Interviewed ahead of the speech, Hoskins says his two top priorities — transformation and transparency — are merely a means to an end in a never-ending process.

He has latched onto transparency, which is eminently doable and affordable, as a way to energize the transformation, which is a far more ambitious and elusive goal: shifting health care from a traditional, institutional approach to a more patient-centred model that delivers more care in the home than the hospital.

“There’s a real appetite out there for continuing with the transformation,” he says. “It’s the lens through which I look at everything . . . How is this going to affect the end user, the patient?”

That means a “patient-centred approach to health care, which people have talked about probably since the beginning of time — so it’s not that new — but it’s something we have to constantly strive for.”

Home care is “cheaper, it’s more efficient, it leads to a better quality of life, it’s more respectful.”

Reaching that destination requires integrating health-care delivery to break silos, but it also needs a push. Hoskins believes he can achieve faster results through greater accountability, by putting the accent on transparency, collaboration and innovation across the system.

His impulse toward transparency coincided with Toronto Star stories exposing unprofessional practices at private clinics — which the professional regulators refused to open up about. Hoskins ordered the self-regulating colleges (whose authority is delegated by government) to release their findings and propose fuller disclosure plans by December.

Hoskins stresses the value of “open data and transparency” in helping people identify problems and achieve best practices: “Having it in the public domain builds confidence in the health-care system . . . Our default is we disclose and reveal and share and are transparent.”

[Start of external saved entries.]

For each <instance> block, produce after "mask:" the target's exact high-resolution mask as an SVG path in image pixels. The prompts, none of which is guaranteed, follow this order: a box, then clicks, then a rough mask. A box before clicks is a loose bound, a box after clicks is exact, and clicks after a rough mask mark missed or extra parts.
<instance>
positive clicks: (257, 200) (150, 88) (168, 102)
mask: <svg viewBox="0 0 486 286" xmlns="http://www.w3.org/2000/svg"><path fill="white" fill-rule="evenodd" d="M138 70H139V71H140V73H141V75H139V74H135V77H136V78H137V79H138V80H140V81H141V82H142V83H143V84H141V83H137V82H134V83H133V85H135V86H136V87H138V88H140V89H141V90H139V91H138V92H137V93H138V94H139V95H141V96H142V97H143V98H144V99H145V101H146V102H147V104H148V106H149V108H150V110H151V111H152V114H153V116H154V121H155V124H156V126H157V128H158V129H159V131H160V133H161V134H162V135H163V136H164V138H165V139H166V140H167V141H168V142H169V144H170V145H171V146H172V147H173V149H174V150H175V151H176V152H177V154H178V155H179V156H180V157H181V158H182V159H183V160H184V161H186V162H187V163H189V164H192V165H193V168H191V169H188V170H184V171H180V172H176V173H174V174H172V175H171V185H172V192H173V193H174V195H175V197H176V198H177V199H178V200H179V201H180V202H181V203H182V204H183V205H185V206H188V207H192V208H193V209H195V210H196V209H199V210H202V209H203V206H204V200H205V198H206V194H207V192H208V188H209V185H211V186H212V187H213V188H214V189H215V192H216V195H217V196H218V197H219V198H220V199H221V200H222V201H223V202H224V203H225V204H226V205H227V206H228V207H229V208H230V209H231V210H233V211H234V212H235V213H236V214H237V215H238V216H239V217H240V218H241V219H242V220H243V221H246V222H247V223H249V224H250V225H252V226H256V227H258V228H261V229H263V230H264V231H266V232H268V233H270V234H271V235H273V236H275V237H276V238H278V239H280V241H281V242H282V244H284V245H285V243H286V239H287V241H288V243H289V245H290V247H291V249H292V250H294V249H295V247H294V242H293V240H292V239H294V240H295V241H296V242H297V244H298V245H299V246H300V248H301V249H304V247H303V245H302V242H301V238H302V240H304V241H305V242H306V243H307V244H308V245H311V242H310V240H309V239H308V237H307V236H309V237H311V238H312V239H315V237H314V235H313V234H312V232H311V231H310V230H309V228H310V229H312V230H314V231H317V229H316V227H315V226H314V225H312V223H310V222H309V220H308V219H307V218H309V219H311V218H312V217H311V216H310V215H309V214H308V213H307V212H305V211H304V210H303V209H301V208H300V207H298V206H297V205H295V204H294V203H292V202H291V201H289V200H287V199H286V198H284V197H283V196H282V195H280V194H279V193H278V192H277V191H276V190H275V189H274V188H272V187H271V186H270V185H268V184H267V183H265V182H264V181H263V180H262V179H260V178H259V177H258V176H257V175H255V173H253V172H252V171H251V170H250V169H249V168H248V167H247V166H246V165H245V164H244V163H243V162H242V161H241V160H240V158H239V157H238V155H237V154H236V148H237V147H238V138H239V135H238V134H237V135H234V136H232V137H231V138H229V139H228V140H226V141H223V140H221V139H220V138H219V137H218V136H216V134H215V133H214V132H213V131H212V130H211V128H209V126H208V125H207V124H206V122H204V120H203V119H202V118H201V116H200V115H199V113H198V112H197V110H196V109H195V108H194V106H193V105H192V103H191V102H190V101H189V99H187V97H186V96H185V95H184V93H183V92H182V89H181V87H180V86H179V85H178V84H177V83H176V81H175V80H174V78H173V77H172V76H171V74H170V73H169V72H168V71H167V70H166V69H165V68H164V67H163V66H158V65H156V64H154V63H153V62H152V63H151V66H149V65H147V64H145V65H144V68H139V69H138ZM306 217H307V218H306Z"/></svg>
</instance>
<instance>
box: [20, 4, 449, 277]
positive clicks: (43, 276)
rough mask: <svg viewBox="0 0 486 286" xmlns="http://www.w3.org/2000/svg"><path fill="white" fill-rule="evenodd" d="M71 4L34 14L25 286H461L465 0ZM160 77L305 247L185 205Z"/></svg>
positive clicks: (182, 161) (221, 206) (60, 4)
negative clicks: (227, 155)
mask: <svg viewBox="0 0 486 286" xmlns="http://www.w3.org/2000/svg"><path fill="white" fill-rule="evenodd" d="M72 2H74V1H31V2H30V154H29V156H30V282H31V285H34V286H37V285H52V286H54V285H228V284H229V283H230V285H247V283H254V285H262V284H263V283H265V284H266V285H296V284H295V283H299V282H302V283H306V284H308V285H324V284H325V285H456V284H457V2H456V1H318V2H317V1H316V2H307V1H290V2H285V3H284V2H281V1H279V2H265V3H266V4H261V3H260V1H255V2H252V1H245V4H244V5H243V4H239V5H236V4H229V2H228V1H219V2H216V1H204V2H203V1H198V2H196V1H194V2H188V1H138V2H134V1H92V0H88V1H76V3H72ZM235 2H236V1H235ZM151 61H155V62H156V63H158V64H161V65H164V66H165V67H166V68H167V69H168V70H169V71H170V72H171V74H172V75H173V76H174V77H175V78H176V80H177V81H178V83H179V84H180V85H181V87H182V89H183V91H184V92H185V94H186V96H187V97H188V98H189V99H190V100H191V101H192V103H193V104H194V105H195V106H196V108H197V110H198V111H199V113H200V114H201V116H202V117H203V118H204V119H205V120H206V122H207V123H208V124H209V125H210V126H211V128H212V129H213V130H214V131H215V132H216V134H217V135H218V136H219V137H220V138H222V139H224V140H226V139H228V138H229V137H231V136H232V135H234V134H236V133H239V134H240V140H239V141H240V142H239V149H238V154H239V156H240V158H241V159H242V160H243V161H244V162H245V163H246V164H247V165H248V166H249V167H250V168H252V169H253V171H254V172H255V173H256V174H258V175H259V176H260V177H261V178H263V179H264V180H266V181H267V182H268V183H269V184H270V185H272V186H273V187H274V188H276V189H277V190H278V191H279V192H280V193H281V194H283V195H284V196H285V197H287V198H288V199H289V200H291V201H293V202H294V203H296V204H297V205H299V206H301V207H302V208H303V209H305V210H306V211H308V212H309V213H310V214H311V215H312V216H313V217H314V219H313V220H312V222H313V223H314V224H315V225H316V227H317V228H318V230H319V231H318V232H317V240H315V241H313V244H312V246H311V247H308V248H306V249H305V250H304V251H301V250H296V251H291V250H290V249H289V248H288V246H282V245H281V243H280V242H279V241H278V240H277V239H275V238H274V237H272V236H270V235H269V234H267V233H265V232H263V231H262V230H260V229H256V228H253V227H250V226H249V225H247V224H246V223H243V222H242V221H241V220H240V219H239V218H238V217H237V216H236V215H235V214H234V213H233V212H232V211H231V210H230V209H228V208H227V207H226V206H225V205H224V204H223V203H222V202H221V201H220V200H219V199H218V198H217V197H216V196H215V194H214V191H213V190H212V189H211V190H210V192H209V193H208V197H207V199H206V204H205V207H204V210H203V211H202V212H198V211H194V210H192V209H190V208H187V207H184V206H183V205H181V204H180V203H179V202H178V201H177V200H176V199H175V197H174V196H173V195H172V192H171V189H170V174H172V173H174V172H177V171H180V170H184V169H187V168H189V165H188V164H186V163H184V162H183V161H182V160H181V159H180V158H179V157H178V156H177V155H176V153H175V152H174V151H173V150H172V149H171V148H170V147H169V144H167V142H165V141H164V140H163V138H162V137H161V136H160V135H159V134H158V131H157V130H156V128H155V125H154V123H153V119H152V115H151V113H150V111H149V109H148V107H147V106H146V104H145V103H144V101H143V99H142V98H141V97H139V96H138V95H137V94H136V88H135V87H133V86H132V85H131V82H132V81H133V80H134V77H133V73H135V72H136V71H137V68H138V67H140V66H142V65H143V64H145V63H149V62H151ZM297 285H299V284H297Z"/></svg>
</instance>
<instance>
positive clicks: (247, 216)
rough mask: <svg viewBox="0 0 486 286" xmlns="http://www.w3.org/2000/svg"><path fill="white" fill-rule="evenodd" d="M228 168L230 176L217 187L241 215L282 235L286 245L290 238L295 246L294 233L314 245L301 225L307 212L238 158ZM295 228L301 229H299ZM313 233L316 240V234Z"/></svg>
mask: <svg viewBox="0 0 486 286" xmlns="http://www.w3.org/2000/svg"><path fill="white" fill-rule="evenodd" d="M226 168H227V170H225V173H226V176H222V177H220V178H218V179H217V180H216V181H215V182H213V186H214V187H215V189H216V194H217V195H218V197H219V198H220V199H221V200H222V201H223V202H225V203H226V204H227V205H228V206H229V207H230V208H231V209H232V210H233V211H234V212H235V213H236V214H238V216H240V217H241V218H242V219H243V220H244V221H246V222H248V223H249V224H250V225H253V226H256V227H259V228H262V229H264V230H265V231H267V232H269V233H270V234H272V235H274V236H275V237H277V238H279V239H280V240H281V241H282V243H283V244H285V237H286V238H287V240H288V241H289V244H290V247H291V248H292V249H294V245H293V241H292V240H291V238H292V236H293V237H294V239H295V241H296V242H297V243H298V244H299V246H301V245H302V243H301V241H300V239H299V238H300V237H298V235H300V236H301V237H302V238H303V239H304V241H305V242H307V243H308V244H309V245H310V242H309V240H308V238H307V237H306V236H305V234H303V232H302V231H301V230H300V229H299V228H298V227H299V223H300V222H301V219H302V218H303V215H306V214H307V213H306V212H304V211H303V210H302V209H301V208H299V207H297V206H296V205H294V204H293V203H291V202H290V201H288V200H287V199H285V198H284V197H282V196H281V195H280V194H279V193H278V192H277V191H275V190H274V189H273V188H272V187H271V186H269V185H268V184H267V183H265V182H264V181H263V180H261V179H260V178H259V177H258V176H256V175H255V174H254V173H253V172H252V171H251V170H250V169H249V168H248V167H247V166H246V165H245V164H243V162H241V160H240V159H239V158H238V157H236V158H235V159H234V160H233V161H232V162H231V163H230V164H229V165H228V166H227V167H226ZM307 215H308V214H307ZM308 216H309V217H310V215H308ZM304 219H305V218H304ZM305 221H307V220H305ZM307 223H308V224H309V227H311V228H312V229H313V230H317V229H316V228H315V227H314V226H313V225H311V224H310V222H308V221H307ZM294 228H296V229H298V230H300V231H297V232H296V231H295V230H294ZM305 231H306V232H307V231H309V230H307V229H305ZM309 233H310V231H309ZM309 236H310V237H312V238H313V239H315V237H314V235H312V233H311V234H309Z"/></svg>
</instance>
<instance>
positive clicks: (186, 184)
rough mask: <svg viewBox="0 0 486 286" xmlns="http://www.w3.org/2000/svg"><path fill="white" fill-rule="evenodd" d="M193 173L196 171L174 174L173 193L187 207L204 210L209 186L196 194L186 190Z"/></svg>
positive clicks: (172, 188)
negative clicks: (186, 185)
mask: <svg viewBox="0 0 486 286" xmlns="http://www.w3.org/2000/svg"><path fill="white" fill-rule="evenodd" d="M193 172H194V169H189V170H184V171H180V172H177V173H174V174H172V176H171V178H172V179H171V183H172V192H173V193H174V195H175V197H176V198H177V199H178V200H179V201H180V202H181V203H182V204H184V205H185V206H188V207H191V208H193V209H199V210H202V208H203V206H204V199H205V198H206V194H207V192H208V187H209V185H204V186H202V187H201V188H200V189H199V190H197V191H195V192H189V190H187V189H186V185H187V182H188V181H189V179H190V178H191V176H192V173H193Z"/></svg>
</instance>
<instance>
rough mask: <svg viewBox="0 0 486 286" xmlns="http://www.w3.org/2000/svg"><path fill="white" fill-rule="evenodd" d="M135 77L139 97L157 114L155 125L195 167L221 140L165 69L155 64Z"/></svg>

In trying to transform the ministry, Hoskins also seems transformed himself as minister. The first physician to helm the health portfolio in decades, he is back in his comfort zone trying to shake things up — more in control than as minister of economic development, where he had limited success nursing Ontario’s ailing economy back to health.

Hoskins concedes that being a doctor helps him “get up to speed faster,” but insists he retains a healthy dose of humility: “I didn’t want to come in here a week after becoming minister and declare, ‘Here’s my vision for the province.’”

That was six months ago. He moved quickly to ban “medical tourism” (wrongly depriving the province of extra revenues, in my view), and is pressing ahead with partial funding of in vitro fertilization (also wrongly, in my opinion, adding extra costs to the system). But he got it right on Ebola and applied the right touch to the ornery Ontario Medical Association.

Now he’s ready to lay out his own direction on transparency, transformation, innovation.

He is also pitching for a national pharmacare program to complete the unfinished business of medicare. The idea is long overdue — pharmaceuticals play a greater role than ever in managing disease — and Hoskins believes with a federal election looming, Ontario can help push it onto the national agenda.

Whether it’s the dream of national pharmacare or the reality of provincial medicare, Hoskins needs willing partners at ground level. A natural loner in the world of wheeling-and-dealing politicians, he is now without allies among his fellow physicians.

An ambitious plan to claw back payments to doctors and reallocate it to community care has alienated the powerful OMA, whose members act as gatekeepers for most health-care spending, which consumes 42 per cent of the provincial budget. Talks to reform an outdated fee-for-service model have been put on hold by the OMA.

Hoskins still belongs to the OMA. And he makes a point of practising family medicine several days a year (pro bono, to avoid any conflict over the minister billing his own ministry).

Seeing patients is a useful reminder that a lone doctor can only help one person at a time, while as minister he can improve the health of an entire province. And as the most visionary physicians quickly learn, you can’t do it on your own.